The European Commission has officially approved the Microsoft-Activision merger under specific conditions, and now the CMA weighs in with their own response.
The Microsoft-Activision merger has been cleared in as many as 10 jurisdictions, and today's greenlight from the European Commission carries significant weight. Not all regulators agree that the merger is pro-competition, with the FTC in the U.S. and Competition and Markets Authority (CMA) in the UK choosing to block the merger.
The differences between the European Commission and CMA are particularly interesting given the UK was once part of the EU, and now the CMA has also issued its own statement on the European Commission's merger approval.
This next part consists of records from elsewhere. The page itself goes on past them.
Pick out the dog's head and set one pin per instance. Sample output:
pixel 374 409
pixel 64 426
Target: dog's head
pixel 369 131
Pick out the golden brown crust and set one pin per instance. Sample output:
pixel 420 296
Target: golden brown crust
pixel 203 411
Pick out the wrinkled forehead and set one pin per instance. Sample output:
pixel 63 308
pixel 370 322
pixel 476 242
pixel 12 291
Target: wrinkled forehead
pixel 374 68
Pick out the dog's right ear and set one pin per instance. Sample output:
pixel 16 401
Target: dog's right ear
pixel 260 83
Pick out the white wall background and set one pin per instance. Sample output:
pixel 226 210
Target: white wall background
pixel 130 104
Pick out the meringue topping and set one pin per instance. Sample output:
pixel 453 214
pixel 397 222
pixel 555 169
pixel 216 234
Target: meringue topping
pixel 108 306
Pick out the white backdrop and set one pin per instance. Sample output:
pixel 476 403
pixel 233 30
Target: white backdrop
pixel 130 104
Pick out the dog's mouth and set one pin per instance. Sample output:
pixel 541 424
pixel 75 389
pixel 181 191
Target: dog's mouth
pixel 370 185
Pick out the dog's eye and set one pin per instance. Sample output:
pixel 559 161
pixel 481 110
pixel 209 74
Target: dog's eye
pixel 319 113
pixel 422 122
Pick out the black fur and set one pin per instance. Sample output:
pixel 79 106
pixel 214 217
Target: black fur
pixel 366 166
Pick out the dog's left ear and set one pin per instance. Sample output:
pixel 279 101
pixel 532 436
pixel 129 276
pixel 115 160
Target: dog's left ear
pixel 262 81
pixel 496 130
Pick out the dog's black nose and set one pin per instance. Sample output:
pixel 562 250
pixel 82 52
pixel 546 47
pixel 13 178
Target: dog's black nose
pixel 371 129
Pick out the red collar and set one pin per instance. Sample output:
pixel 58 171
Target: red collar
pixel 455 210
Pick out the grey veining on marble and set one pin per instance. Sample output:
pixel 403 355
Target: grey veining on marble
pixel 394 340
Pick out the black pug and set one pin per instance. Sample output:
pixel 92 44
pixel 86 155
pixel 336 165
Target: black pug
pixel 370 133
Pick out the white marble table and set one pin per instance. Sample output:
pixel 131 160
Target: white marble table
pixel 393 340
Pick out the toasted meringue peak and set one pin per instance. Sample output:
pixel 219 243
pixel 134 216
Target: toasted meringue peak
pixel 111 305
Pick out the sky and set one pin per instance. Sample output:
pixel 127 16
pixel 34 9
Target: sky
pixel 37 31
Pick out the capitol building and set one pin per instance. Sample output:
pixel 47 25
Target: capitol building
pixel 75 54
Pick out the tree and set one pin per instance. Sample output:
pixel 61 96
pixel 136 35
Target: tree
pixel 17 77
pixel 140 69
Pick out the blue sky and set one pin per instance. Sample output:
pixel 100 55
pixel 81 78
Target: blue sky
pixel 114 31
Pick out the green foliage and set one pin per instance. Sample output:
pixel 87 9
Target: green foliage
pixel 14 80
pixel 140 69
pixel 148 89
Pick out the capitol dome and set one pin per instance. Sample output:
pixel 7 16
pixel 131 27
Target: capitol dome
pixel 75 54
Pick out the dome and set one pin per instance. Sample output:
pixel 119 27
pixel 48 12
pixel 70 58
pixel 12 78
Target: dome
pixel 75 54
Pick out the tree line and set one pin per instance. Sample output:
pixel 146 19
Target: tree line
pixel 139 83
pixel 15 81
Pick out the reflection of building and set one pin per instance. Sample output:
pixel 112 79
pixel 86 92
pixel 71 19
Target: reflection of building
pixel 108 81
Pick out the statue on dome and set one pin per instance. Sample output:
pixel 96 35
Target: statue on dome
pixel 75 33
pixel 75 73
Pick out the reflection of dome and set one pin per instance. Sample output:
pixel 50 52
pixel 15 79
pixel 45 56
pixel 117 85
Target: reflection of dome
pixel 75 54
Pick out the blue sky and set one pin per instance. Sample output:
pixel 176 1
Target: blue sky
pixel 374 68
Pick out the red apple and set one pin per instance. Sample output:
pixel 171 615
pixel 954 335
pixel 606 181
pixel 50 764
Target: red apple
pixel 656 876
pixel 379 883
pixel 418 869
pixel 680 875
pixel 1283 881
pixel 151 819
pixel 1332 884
The CMA essentially believes the approval will allow Microsoft to control a key part of the cloud segment's growth via the sheer power of Activision-Blizzard titles.
Here's what the CMA said about the EC's merger approval:
"The UK, US and European competition authorities are unanimous that this merger would harm competition in cloud gaming.
"The CMA concluded that cloud gaming needs to continue as a free, competitive market to drive innovation and choice in this rapidly evolving sector.
"Microsoft's proposals, accepted by the European Commission today, would allow Microsoft to set the terms and conditions for this market for the next 10 years.
"They would replace a free, open and competitive market with one subject to ongoing regulation of the games Microsoft sells, the platforms to which it sells them, and the conditions of sale.
"This is one of the reasons the CMA's independent panel group rejected Microsoft's proposals and prevented this deal.
"While we recognise and respect that the European Commission is entitled to take a different view, the CMA stands by its decision."
The terms and conditions that Microsoft set in regards to cloud gaming have been favored by streaming providers, which is rightly so given that some cloud competitors like NVIDIA and Boosteroid have signed deals with Microsoft. While we don't know the full extent of the commitments that Microsoft proposed to the Commission, the CMA had published a redacted copy of Microsoft's original Cloud Remedy document in its final report.
Microsoft and Activision-Blizzard are currently appealing the CMA's decision, and have hired some of the best appeals lawyers in the UK for their case.